New hydropower project in Chile will be located in a desertDecember 21, 2015
The country intends to make clean power via an unusual method.
Called the Mirror of Tarapaca, Chile’s unusual hydropower project plans to harness the nation’s incredible geography to generate renewable power. The project will be located in the Atacama Desert, one of the driest deserts in the world, and it will produce clean energy by pumping ocean water up the mountain during the day and releasing the water after the sun sets, according to a news article from TreeHugger.
The pumped storage hydro plant will use solar power to pump water up the mountain.
Even though pumped storage hydro plants are not new, what makes this particular one unique is that it will utilize solar power to suck up seawater into two reservoirs high in the Andes Mountains. The collected water is then released to rush back down the mountain via pipes to a hydroelectric plant, where electricity would be generated.

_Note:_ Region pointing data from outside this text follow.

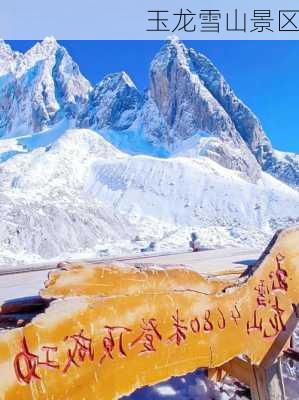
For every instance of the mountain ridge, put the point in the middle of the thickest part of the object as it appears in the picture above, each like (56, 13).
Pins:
(187, 98)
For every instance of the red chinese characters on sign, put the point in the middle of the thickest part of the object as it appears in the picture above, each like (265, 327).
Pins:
(81, 350)
(267, 297)
(114, 334)
(180, 329)
(26, 363)
(279, 277)
(149, 334)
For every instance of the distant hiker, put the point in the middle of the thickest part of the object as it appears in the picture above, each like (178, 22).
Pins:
(150, 247)
(194, 242)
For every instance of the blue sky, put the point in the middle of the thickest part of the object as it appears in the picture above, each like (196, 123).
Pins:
(264, 74)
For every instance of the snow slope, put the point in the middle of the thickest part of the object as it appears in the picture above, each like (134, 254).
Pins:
(71, 193)
(45, 212)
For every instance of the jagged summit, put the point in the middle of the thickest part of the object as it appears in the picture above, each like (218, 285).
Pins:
(188, 103)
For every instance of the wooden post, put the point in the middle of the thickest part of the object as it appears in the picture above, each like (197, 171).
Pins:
(267, 384)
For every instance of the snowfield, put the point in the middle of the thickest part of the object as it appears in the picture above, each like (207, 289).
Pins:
(73, 194)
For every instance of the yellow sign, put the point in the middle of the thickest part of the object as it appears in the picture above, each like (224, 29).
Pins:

Due to the fact that the Atacama Desert receives lots of sunshine and is located where the mountains meet the sea, it makes it an ideal location for this type of project.
The hydropower project will generate enough energy to power three provinces.
With a 300 megawatt (MW) capacity, the hydroelectric plant will produce enough electricity to fully power three neighboring provinces. The large solar installation will provide the energy to pump the water and will feed power into the grid, while the hydroelectric plant will take over for the sun when it sets.
The reservoirs that will hold the seawater are natural depressions that were once ancient lakes. They are capable of holding enough water for 22,000 Olympic-sized swimming pools. They are located at the top of a 600 meter cliff. When released, gravity will pull the water down at a fast speed where the hydroelectric plant will produce energy 24 hours a day.
Francisco Torrealba, the strategy manager of Valhalla, the Chilean energy company behind the project, said of the desert that “This is the only place in the world where a project of this kind can be developed.” Additionally, Valhalla is looking at other locations within Chile that would also be well suited to this type of renewable energy system.
The combined solar and hydropower project has received approval from environmental authorities, but still requires additional investors to be able to begin construction by the end of 2016. It is estimated that it will take three and a half years to build and begin operations.